Agave filifera ssp. shidigera seedlings. Can you spot the aphid, which I didn't notice until after I downloaded the photo?
Last fall I wrote about the blooming of the Agave filifera ssp. schidigera plant in the University of Connecticut greenhouses. At the time, I was a little doubtful that I would get any seeds from the plant, since I did not have another individual available with which to cross pollinate it. However, I did attempt to self pollinate some of the flowers. It turns out that I needn't have worried: the Century Plant produced hundreds of fruits, even from flowers that I didn't physically pollinate.
The university's A. filifera didn't seem to be completely self-fertile; most of the seeds were small, white, and didn't germinate. But, each capsule contained a dozen viable, well-formed black seeds, so there was more than enough material to replace the parent plant, now in its terminal decline.

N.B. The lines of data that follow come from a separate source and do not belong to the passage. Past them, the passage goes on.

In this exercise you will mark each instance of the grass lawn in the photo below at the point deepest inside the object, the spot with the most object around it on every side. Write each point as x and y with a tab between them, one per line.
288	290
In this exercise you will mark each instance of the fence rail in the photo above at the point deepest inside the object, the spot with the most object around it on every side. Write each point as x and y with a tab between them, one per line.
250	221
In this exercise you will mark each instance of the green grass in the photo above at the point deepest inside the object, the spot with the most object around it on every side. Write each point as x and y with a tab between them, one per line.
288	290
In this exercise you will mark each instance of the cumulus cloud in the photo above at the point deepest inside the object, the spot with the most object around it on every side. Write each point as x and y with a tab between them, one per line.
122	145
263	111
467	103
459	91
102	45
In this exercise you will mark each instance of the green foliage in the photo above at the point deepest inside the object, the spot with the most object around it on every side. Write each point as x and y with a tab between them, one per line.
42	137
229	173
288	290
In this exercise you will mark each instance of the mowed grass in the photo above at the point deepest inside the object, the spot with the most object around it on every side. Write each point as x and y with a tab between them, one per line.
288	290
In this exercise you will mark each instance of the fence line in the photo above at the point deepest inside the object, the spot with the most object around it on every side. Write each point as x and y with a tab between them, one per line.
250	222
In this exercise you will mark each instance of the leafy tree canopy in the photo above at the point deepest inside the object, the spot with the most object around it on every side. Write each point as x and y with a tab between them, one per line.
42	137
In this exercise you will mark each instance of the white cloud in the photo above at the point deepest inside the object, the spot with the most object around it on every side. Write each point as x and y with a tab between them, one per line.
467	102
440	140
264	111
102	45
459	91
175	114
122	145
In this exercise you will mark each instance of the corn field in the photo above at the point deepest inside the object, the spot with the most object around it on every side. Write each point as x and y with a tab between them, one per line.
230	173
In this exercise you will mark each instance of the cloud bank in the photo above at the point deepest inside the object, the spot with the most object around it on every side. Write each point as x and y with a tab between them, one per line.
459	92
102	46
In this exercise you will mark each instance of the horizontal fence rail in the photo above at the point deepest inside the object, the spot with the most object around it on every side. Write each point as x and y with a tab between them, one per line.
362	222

I harvested and planted the seeds as soon as the fruits started to dry out and open, about four months after flowering. The seeds were sown in ordinary cactus and succulent mix (2 peat-based potting mix : 2 sand : 1 pumice : 1 Turface, more or less), lightly covered with course sand, placed in a sunny spot and kept moist. The seedlings emerged within a week, and a month or so later, are starting to produce their first foliage leaves.
The seedlings ought to be quite recognizable as little agaves by the end of the summer. It won't literally take 100 years for them to reach flowering size, though it is likely to be decades before the next generation of A. filifera plants blooms at UConn.